- The angular position of a pixel
As explained in the article you linked, you can compute the pixel angle by knowing the camera intrinsic parameters. Firstly let's do a bit of theory: the intrinsics matrix is used to compute the projection of a world point in the image plane of the camera. The OpenCV documentation explains it very well, it is expressed like this:
( x ) ( fx 0 cx ) ( X )
s * ( y ) = ( 0 fy cy ) * ( Y )
( 1 ) ( 0 0 1 ) ( Z )
where fx,fy
is your focals, cx,cy
is the optical centre, x,y
is the position of the pixel in your image and X,Y,Z
is your world point in meters or millimetres or whatever.

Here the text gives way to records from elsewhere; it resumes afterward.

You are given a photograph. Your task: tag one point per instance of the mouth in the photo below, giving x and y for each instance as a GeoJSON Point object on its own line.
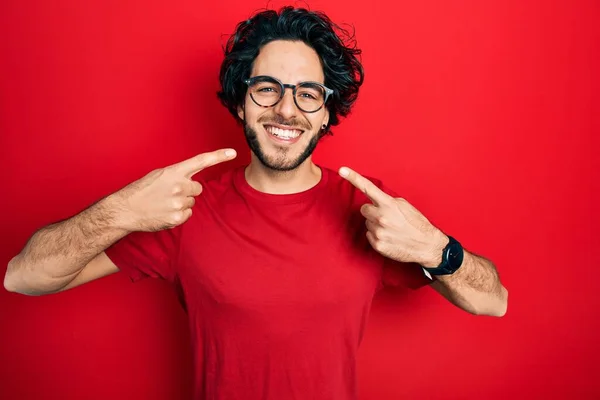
{"type": "Point", "coordinates": [283, 134]}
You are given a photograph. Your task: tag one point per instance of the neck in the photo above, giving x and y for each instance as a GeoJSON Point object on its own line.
{"type": "Point", "coordinates": [270, 181]}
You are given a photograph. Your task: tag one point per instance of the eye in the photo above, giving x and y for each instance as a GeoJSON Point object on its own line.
{"type": "Point", "coordinates": [308, 96]}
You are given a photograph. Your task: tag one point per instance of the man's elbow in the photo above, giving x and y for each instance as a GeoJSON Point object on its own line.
{"type": "Point", "coordinates": [16, 281]}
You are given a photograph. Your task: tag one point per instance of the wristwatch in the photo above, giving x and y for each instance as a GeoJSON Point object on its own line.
{"type": "Point", "coordinates": [452, 257]}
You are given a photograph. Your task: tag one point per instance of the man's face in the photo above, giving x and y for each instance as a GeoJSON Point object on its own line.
{"type": "Point", "coordinates": [277, 149]}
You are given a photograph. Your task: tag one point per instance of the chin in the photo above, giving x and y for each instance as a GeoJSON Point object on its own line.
{"type": "Point", "coordinates": [278, 156]}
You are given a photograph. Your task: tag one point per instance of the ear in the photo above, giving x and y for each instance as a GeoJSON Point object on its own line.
{"type": "Point", "coordinates": [326, 117]}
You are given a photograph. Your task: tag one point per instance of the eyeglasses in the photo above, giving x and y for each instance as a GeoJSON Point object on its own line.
{"type": "Point", "coordinates": [267, 91]}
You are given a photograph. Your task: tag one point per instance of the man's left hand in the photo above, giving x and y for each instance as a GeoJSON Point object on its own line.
{"type": "Point", "coordinates": [395, 228]}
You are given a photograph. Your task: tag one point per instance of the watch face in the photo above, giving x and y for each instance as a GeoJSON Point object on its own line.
{"type": "Point", "coordinates": [455, 256]}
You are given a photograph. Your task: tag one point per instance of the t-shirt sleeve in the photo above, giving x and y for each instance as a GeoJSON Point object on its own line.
{"type": "Point", "coordinates": [147, 254]}
{"type": "Point", "coordinates": [397, 274]}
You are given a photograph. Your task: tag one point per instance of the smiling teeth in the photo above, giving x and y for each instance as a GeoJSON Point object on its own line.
{"type": "Point", "coordinates": [283, 133]}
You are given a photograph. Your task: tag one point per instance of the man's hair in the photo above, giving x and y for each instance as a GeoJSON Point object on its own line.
{"type": "Point", "coordinates": [335, 46]}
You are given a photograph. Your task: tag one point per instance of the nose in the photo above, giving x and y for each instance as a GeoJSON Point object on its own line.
{"type": "Point", "coordinates": [287, 107]}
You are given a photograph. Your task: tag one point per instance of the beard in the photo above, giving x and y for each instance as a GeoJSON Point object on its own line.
{"type": "Point", "coordinates": [279, 161]}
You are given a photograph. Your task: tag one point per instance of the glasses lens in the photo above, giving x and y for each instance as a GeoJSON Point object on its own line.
{"type": "Point", "coordinates": [265, 92]}
{"type": "Point", "coordinates": [310, 97]}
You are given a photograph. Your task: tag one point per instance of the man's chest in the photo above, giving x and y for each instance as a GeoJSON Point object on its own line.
{"type": "Point", "coordinates": [275, 264]}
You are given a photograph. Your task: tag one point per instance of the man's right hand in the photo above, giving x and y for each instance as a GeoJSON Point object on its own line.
{"type": "Point", "coordinates": [164, 198]}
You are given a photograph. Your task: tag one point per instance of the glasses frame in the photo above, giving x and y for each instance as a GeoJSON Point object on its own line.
{"type": "Point", "coordinates": [250, 81]}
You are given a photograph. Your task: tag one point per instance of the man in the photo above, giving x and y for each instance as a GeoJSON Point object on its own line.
{"type": "Point", "coordinates": [277, 262]}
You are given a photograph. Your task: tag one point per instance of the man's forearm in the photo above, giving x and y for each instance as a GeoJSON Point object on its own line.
{"type": "Point", "coordinates": [475, 287]}
{"type": "Point", "coordinates": [55, 254]}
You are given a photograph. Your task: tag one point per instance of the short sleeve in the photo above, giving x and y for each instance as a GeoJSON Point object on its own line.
{"type": "Point", "coordinates": [397, 274]}
{"type": "Point", "coordinates": [147, 254]}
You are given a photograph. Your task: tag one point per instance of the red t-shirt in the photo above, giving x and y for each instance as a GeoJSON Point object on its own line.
{"type": "Point", "coordinates": [277, 287]}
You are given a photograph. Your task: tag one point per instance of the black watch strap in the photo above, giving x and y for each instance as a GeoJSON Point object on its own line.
{"type": "Point", "coordinates": [452, 258]}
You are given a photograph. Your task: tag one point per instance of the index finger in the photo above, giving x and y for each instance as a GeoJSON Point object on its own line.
{"type": "Point", "coordinates": [376, 195]}
{"type": "Point", "coordinates": [199, 162]}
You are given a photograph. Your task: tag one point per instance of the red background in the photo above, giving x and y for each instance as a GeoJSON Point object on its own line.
{"type": "Point", "coordinates": [484, 115]}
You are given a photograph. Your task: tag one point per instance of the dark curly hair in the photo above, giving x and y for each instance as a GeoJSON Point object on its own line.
{"type": "Point", "coordinates": [335, 46]}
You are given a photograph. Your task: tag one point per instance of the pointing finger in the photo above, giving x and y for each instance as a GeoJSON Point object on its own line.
{"type": "Point", "coordinates": [202, 161]}
{"type": "Point", "coordinates": [377, 196]}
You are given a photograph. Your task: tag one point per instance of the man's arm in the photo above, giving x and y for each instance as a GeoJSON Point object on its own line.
{"type": "Point", "coordinates": [69, 253]}
{"type": "Point", "coordinates": [398, 231]}
{"type": "Point", "coordinates": [55, 256]}
{"type": "Point", "coordinates": [475, 287]}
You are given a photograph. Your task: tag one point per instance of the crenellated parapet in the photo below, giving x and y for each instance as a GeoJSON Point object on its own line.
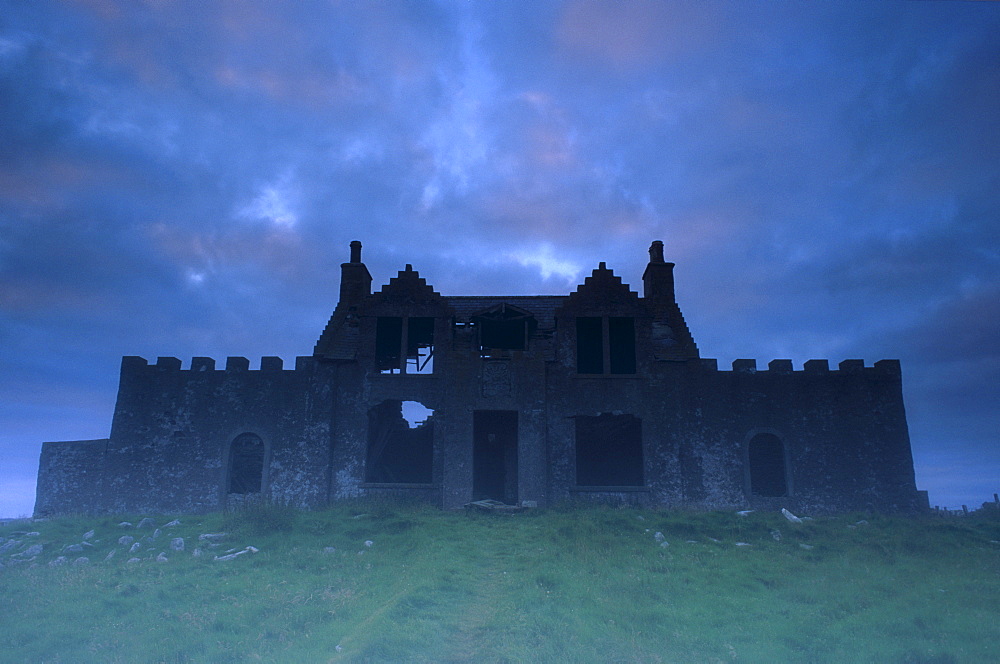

Now by inverting the matrix you can instead compute the world vector from the pixel position. World vector and not world point because the distance d
between the camera and the real object is unknown.
( X ) ( x )
d * ( Y ) = A^-1 * ( y )
( Z ) ( 1 )
And then you can simply compute the angle between the optical axis and this world vector to get your phi
angle, for example with the formula detailed in this answer using the y-axis of the camera as normal. In pseudo-code:
intrinsic_inv = invert(intrinsic)
world_vector = multiply(intrinsic_inv, (x, y, 1))
optical axis = (0, 0, 1)
normal = (0, 1, 0)
dot = dot_product(world_vector, optical_axis)
det = dot_product(normal, cross_product(world_vector, optical_axis))
phi = atan2(det, dot)
- The camera angles
You can express the rotation of the camera by three angles: the tilt, the pan, and the roll angles. Take a look at this image I quickly googled if you want to visualize what they correspond to.
The tilt angle is the one named theta
in your article, you already know it. The pan angle doesn't have an impact on the GSD, at least if we suppose that the ground is perfectly flat. If the pan angle was what you were referring to with the second rotation axis, then you'll have nothing to do.
However, if you have a non-zero roll angle this will become tricky. If you are in that case I would recommend a paradigm change to avoid dealing with angles. You can instead express the camera position using an affine transformation (rotation matrix and translation vector). This will allow you to transform the problem into a general analytical geometry problem, and then estimate the depths and scales by doing the intersection of the world vector with the ground plane. It would change the previous pseudo-code to give something like:
intrinsic_inv = invert(intrinsic)
world_vector = multiply(intrinsic_inv, (x, y, 1))
world_vector = multiply(rotation, world_vector) + translation
world_point = intersection(world_vector, ground_plane)
And then the scale can be computed by doing the differences between adjacent pixel world points.